This post is adapted from the project README and focuses on architectural decisions and operational tradeoffs.
Financial Market Data Pipeline
Why I built this
I’ve worked on enough production systems to know that “just ingest the data” is usually where correctness goes to die.
Market data looks simple on the surface — prices go up, prices go down — but real-world feeds are late, corrected, inconsistent across vendors, and full of edge cases. Corporate actions like splits and dividends add another layer of complexity that can quietly corrupt historical data if they’re handled casually.
This project is my way of demonstrating how I think about systems like this. I’d rather build something deterministic, auditable, and operationally sane than something flashy that breaks the moment reality shows up.
The problem in one paragraph
The goal is to ingest end-of-day (EOD) OHLCV price data and corporate actions from multiple third-party vendors, normalize and validate that data, select a canonical “golden” price per symbol per day, apply deterministic corporate action adjustments, and publish final datasets for downstream consumers.
The system must support reruns, backfills, and vendor corrections without silent overwrites or loss of lineage. Correctness and reproducibility matter more than latency.

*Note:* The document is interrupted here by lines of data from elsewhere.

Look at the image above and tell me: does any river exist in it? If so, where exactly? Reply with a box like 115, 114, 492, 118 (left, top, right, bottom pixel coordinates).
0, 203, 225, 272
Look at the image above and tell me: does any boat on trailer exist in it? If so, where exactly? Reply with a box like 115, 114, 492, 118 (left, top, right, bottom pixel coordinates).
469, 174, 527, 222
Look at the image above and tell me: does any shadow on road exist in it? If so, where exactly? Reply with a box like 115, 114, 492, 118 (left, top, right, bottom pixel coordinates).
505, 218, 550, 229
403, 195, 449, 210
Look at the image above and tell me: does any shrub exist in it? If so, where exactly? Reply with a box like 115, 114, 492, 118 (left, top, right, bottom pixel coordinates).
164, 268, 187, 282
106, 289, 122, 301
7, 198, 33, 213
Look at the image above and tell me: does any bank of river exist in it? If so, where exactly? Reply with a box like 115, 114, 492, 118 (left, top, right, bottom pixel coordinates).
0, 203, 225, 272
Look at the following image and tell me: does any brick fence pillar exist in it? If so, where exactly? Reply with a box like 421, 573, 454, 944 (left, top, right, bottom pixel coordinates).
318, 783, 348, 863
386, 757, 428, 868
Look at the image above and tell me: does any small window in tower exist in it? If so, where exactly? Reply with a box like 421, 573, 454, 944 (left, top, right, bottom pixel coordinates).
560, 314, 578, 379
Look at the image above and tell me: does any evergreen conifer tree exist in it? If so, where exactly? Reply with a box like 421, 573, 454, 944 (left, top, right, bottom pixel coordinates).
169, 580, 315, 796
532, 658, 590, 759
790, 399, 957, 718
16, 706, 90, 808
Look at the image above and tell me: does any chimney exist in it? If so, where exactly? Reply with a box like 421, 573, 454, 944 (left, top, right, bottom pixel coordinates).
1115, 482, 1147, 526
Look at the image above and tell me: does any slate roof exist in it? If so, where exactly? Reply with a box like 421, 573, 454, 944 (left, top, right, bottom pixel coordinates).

Constraints first, architecture second
Before touching architecture, I locked in a few non-negotiable constraints:
- Correctness over latency — EOD batch processing is acceptable
- Immutable raw data — no in-place mutation of vendor data
- Idempotent ingestion — duplicate deliveries must be safe
- Deterministic recomputation — history must be rebuildable on demand
- Full lineage — every derived record must be traceable to its source
These constraints shape the system far more than any specific technology choice.
High-level architecture
flowchart LR
VendorA[Stooq CSV] --> Ingest[Ingestion]
VendorB[FMP API] --> Ingest
Ingest --> RawData["Raw (Immutable)"]
RawData --> Normalize["Normalization & Quality Checks"]
Normalize --> Golden["Golden Price Selection"]
Golden --> Adjust["Corporate Action Adjustments"]
Adjust --> Publish["Published EOD Datasets"]
The pipeline is intentionally layered. Each stage produces new derived data rather than mutating existing records, which keeps recomputation explicit and auditable.
Core design principles
1. Immutable raw data
Vendor data is stored exactly as received, in an append-only raw layer. This provides:
- a permanent audit trail
- safe replay and historical backfills
- insulation from upstream vendor corrections
Raw data is never updated or deleted. Every downstream artifact is derived from it.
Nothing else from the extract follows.